7. Ma ormai comprendiamo come l’una e l’altra conoscenza ci è necessaria alla salvezza, di modo che non puoi salvarti senza l’una o l’altra. Se infatti ignori te stesso non hai il timore di Dio in te, non hai l’umiltà. Si può forse presumere di salvarsi senza il timore di Dio e senza l’umiltà? Avete fatto bene a indicare con il vostro mormorio che lo capite, anzi, che non siete talmente insipienti da credere possibile questo, e così non perdiamo tempo a dimostrare una cosa così evidente.
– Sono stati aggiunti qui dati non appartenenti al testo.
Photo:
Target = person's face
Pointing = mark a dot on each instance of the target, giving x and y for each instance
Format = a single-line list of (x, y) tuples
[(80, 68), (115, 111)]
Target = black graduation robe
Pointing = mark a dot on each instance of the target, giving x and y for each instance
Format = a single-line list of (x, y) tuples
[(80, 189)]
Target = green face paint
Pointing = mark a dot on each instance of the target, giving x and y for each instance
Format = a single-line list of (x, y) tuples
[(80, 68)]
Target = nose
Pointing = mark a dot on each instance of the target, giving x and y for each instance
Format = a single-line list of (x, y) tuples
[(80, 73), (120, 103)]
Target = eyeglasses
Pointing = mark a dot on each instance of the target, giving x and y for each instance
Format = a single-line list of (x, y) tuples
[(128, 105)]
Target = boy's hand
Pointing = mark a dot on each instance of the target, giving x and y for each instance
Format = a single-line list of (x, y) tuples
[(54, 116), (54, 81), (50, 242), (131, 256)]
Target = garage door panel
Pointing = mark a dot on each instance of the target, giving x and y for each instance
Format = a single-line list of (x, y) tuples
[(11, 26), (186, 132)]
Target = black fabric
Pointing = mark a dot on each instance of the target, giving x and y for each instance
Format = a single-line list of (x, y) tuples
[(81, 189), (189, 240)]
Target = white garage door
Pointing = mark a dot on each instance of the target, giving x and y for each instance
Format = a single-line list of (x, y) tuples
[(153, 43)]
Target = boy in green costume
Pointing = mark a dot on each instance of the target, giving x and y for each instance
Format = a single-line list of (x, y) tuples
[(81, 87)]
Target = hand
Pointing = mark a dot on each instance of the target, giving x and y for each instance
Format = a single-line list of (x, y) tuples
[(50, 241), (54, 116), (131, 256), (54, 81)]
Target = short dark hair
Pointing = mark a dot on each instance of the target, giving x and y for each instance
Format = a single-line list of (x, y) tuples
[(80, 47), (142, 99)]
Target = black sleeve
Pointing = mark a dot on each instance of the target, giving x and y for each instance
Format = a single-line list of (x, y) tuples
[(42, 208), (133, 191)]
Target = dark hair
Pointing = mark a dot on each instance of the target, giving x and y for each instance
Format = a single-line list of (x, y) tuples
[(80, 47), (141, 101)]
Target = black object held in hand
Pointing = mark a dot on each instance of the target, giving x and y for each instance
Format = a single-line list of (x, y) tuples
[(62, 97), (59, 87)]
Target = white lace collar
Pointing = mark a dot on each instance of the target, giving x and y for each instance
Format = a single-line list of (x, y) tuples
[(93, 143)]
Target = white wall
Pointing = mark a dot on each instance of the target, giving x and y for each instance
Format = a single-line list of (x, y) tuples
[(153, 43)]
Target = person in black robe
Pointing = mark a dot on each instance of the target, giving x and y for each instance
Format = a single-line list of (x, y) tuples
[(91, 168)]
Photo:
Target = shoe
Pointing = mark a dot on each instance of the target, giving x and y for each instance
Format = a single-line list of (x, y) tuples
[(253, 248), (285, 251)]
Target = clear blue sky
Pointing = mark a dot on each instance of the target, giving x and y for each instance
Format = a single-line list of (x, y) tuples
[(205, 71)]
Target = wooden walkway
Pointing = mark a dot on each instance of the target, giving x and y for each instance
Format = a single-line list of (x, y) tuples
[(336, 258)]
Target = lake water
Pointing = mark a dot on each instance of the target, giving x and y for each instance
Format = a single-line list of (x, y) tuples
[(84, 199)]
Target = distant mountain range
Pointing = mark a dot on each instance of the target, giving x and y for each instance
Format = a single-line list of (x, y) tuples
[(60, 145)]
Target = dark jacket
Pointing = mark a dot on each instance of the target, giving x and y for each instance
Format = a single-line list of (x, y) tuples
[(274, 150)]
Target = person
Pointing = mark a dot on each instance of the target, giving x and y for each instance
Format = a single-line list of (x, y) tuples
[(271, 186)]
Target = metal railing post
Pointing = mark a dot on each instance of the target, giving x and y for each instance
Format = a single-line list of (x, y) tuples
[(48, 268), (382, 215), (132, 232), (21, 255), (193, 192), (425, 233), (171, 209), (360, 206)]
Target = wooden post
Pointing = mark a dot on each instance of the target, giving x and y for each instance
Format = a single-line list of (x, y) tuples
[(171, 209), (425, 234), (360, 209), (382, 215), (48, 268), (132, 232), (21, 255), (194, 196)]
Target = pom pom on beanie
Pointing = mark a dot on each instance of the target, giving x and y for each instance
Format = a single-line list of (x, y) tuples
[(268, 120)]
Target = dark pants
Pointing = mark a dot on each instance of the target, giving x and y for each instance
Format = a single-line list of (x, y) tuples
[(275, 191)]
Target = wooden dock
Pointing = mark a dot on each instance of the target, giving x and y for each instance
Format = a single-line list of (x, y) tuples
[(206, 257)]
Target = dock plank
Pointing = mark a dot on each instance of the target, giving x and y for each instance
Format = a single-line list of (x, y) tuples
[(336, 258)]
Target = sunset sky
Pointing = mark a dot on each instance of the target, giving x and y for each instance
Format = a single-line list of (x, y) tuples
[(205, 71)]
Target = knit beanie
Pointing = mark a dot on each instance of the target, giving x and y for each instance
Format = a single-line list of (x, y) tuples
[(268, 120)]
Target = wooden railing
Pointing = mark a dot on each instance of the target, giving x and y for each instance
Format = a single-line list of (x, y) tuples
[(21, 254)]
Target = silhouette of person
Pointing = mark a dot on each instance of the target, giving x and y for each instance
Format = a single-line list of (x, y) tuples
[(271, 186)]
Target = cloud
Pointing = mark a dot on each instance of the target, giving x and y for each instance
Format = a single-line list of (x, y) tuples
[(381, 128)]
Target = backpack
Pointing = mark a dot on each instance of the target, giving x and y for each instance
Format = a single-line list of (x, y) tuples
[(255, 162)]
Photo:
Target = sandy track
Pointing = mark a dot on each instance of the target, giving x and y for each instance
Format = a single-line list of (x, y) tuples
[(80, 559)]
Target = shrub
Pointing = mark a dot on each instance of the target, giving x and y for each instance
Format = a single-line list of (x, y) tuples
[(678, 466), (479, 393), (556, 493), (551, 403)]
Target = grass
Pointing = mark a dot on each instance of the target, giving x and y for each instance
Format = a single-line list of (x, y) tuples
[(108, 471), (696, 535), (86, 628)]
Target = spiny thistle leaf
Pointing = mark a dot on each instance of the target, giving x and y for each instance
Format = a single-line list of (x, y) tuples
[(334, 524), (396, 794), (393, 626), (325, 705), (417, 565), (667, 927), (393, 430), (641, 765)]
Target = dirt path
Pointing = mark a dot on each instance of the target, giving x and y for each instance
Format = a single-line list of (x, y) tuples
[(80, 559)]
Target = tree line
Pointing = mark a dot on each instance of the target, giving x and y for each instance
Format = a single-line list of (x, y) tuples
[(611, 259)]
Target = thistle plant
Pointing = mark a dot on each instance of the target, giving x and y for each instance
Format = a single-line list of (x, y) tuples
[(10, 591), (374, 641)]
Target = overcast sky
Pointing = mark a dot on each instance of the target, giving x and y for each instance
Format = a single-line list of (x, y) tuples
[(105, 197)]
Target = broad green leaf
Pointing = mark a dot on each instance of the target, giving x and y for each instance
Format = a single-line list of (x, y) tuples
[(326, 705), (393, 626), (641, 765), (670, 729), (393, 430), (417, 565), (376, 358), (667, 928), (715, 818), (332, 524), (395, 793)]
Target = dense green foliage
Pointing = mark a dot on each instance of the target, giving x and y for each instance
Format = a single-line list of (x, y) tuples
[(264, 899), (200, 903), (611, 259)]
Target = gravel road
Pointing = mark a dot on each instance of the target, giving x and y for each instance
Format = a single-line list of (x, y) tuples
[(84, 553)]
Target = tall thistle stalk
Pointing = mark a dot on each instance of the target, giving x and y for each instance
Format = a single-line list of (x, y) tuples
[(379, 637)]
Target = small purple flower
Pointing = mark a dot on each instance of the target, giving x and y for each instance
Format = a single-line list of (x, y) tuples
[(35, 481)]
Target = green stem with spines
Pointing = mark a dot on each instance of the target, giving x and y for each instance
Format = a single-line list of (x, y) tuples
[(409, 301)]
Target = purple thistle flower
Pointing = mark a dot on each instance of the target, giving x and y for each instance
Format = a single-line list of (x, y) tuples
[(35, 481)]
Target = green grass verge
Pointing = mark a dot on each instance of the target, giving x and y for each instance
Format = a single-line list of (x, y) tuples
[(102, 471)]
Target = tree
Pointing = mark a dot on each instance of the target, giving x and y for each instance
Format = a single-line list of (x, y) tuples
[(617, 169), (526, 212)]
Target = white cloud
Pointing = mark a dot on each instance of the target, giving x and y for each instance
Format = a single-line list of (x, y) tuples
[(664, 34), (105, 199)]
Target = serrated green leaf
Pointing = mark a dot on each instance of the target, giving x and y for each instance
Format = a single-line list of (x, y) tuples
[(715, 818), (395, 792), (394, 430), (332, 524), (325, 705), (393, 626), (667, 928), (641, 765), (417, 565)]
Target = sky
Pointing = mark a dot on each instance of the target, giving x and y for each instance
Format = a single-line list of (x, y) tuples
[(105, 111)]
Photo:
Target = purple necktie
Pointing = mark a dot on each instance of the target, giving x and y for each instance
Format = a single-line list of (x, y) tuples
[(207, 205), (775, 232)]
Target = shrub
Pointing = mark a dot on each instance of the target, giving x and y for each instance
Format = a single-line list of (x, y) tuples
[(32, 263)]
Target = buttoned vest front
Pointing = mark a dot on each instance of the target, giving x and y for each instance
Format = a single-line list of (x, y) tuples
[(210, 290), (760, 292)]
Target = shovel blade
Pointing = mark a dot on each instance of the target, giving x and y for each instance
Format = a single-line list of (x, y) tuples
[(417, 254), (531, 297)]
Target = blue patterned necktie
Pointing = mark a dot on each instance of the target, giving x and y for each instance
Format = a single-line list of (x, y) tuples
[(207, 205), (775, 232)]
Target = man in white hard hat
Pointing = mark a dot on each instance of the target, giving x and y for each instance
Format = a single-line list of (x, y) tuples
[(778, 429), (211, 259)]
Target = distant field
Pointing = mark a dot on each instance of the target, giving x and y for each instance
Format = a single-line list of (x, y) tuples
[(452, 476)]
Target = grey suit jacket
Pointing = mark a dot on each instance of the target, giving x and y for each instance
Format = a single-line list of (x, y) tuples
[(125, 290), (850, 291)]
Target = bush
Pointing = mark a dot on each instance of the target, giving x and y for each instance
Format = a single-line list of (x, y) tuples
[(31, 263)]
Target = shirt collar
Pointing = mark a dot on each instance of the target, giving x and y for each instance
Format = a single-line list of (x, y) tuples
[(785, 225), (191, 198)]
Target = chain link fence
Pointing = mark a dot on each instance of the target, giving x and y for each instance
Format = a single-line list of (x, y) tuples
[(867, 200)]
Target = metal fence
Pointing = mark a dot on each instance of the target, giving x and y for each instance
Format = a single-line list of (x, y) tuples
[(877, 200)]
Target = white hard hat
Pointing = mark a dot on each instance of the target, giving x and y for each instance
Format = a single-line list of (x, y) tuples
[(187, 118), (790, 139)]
Ma aspettate il resto. O piuttosto dobbiamo arrestarci a causa dei sonnolenti? Speravo di finire con un sermone quanto avevo promesso riguardo alla duplice ignoranza, e l’avrei fatto se non sembrassi troppo lungo agli annoiati. Vedo infatti alcuni che sbadigliano e altri che sonnecchiano. Non fa meraviglia: la notte scorsa le vigilie sono state lunghissime, e questo serve loro di scusa. Ma che cosa devo dire a quelli che allora hanno dormito, e dormono anche ora? Ma non mi fermo di più a provocare la loro vergogna: basta avervi accennato. Spero che in avvenire staranno più svegli, per timore della scottatura delle nostre osservazioni. Con questa speranza ci mostriamo benevoli per questa volta; e dividiamo in due parti, per carità verso di loro, l’argomento che la ragione voleva venisse continuato, sospendendo la trattazione, e ponendo fine dove non era la fine. Coloro poi che furono l’oggetto di tale indulgenza, glorifichino con noi lo Sposo della Chiesa, nostro Signore, che è Dio benedetto nei secoli. Amen.